From analysis to action
One of the strengths of MLP is that it is not only used to analyze problems but also to create change strategies. By mapping where different actors are in the system, you can identify where the greatest opportunities lie.
For example, if you work with sustainable food production, you can see that the landscape is changing through increased demands for climate neutrality. The regime consists of large-scale agricultural models and food chains, while the niches can be regenerative agriculture or urban farming. By supporting the niches while also influencing the rules of the regime, such as subsidies and procurement requirements, one can create a movement towards a new sustainable system.
This way of thinking means that organizations do not get stuck in the question of what they can do, but rather see themselves as part of a larger process of change.
The connection to Three Horizons
MLP is closely related to the Three Horizons model, which describes how the system of the future emerges. In Three Horizons, the first horizon represents the current system, the second horizon the transition and the third the future vision. MLP can be seen as a way of explaining why these horizons exist simultaneously. The regime corresponds to the first horizon, the niches to the third and the landscape is the background that affects the pace of the entire development.
By combining MLP and Three Horizons, one can both understand the structural logic of change and work with the human dimensions of the transition. It becomes clear why change often feels chaotic but still follows a recognizable rhythm.
The Iceberg Model and the Hidden Structures
MLP can also be linked to the iceberg model, which is used in systems thinking to show that what we see on the surface is only a small part of reality. Events and symptoms are visible, but beneath the surface there are patterns, structures and mental models that shape behavior.
MLP makes these levels concrete in a societal context. The regime is like the center of the iceberg – the structures and routines that hold everything in place. The niches are below the surface, where new patterns emerge. The landscape is the sea all around, slowly changing the conditions for the entire iceberg.

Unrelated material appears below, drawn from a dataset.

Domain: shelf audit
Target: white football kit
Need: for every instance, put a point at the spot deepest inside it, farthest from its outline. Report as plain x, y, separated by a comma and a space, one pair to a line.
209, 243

Working with MLP is therefore a way to train yourself to see the invisible. When we understand where in the system the change is happening, we can act more consciously and effectively.
A method for future decision-making
In a world where complex societal problems such as climate change, social inequality and resource scarcity require collaboration between sectors and levels, MLP becomes a necessary compass. It helps us to think systemically, but also to act strategically.
The great insight with MLP is that change never happens at a single level. It occurs when ideas, structures and forces from different levels meet. By understanding this interaction, organizations and societies can not only adapt to the future but actively shape it.
Multi Level Perspective is therefore more than a model. It is a way of seeing the world – as a living, multidimensional system where every action, every innovation and every thought is part of something bigger.